The Army on March 24 moved the final 11 National Guard programs in its 54 states and U.S. territories onto its new Integrated Personnel and Pay System-Army, or IPPS-A, said Roy Wallace, the Army's assistant deputy chief of staff for personnel. By the end of 2021, all of the Army’s more than 1 million soldiers will use the new system for their personnel management when the regular Army and reserves begin using it, he said.
Wallace called the program a “game changer.” IPPS-A allows soldiers to access their personnel information via a new smart phone app to make changes after life events such as marriages or the birth of a child, which impact what kind of benefits that they receive. It has shortened the time the Army takes to make changes in soldiers’ personnel files in some cases from several months to mere hours, he said.
For example, soldiers who are promoted based almost solely on time in uniform — such as from second to first lieutenant or from private to private first class — should have that promotion automatically reflected in IPPS-A on their promotion day, Wallace said. In the past, it required a series of documents and approvals for paychecks to reflect that automatic promotion.
IPPS-A replaces the paper-based Standard Installation and Division Personnel Reporting System, or SIDPERS, which the Army has used since the 1980s and officials called as clunky as its name. That system collected soldiers’ personnel information largely in old-fashioned manila folders held separately by each state and territory.
To make changes in that system, soldiers filled out a paper DA-4187 form and submitted it. After sending the form, soldiers had no way to know the status of their request, said Col. Gregory S. Johnson, one of the leaders of the team that has spent years developing IPPS-A.
Today, National Guard soldiers can view the status of such requests on the smart phone app from anywhere with internet access.

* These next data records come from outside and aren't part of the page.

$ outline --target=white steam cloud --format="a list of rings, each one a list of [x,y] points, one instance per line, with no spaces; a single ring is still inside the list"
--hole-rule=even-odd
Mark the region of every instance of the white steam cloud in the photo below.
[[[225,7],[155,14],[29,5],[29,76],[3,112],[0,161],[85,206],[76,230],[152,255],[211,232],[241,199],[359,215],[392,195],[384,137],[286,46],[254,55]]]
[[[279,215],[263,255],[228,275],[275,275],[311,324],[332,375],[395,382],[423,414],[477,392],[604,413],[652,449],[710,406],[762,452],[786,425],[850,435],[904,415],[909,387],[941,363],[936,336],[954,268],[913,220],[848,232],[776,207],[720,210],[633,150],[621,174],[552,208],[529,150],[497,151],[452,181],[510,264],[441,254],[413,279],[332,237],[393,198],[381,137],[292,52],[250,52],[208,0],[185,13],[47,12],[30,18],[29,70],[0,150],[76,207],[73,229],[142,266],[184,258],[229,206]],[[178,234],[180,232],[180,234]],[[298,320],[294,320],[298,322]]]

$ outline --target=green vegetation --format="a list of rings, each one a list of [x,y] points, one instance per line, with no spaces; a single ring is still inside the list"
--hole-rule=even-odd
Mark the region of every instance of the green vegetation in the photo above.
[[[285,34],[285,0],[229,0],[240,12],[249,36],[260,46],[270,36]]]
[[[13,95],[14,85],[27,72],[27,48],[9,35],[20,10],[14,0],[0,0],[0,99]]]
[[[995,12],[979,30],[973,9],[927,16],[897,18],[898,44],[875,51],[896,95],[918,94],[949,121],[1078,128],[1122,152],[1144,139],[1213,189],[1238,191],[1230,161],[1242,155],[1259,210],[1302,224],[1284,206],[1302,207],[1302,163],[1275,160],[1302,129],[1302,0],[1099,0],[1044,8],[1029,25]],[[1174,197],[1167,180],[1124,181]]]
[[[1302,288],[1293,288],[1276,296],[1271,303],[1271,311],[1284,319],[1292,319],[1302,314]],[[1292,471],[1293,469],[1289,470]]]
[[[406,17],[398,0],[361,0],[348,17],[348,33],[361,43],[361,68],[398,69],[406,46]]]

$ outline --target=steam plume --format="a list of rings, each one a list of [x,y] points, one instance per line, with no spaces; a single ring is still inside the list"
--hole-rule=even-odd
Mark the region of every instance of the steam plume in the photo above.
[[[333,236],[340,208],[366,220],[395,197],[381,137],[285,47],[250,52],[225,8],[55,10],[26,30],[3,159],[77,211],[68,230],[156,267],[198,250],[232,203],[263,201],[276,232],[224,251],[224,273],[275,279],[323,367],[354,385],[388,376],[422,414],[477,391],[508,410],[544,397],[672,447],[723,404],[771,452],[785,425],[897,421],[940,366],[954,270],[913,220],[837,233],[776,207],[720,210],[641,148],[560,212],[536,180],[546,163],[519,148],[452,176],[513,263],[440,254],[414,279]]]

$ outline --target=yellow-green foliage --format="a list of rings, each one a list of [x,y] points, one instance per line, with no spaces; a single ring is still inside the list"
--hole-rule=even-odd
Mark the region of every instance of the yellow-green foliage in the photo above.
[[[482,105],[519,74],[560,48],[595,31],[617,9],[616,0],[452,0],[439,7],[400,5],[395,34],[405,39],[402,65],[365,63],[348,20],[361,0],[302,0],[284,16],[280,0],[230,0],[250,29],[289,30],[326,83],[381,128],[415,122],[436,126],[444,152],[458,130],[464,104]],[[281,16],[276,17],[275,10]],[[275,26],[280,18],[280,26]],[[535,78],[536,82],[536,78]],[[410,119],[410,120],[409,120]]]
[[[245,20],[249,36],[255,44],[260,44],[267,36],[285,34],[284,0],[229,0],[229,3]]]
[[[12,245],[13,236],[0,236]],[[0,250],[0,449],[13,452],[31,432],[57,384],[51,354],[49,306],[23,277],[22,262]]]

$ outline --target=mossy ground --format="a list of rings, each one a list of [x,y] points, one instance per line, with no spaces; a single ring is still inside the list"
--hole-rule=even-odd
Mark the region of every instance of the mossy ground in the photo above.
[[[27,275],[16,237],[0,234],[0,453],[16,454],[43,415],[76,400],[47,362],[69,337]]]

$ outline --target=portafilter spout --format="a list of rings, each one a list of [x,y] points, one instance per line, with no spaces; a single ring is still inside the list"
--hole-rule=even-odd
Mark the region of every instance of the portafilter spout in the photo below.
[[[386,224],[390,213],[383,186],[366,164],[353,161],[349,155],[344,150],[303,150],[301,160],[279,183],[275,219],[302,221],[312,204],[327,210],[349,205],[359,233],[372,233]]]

“It’s a big leap into the modern world for the Army,” Johnson said Thursday during a phone call with reporters.
Johnson said the system has already proven valuable for the Army as it manages thousands of Guard members activated across the United States amid the spreading coronavirus pandemic.
The Army and top National Guard leadership can find data about what units are deployed and where in a single place. In the past, they would have to compile information after requesting it from each state and territory.
That caused problems at times, said Lt. Col. June S. Copeland, the National Guard’s top liaison with the IPPS-A developers.
During Hurricane Harvey, the Category 4 storm that cause massive flooding in Texas and Louisiana in 2017, Army officials struggled to track the status of activated National Guard troops.
“We couldn’t see who they have coming in, verse who was going out,” Copeland said. “With the [coronavirus] response, it’s a lot easier to know who is where and who is available to assist with the response.”
The officials said the system will become even more powerful for the National Guard when it fields an updated version in December 2021. That update will add personal information not previously officially tracked by the military to soldiers’ records such as past civilian jobs or specific hobbies or talents that they want their commanders to know about, Johnson said.
That update will include a 25-point profile designed to allow commanders to know who in their ranks might have useful skills or expertise, such as medical experience or language abilities.
“It will capture many additional talents in a much more holistic manner,” Johnson said. ““We’re really going to be looking at the other individual talents a person has — do they have regional expertise? Are they a [computer] coder, or do they have knowledge in certain areas that could help us? The operational impacts are obvious.”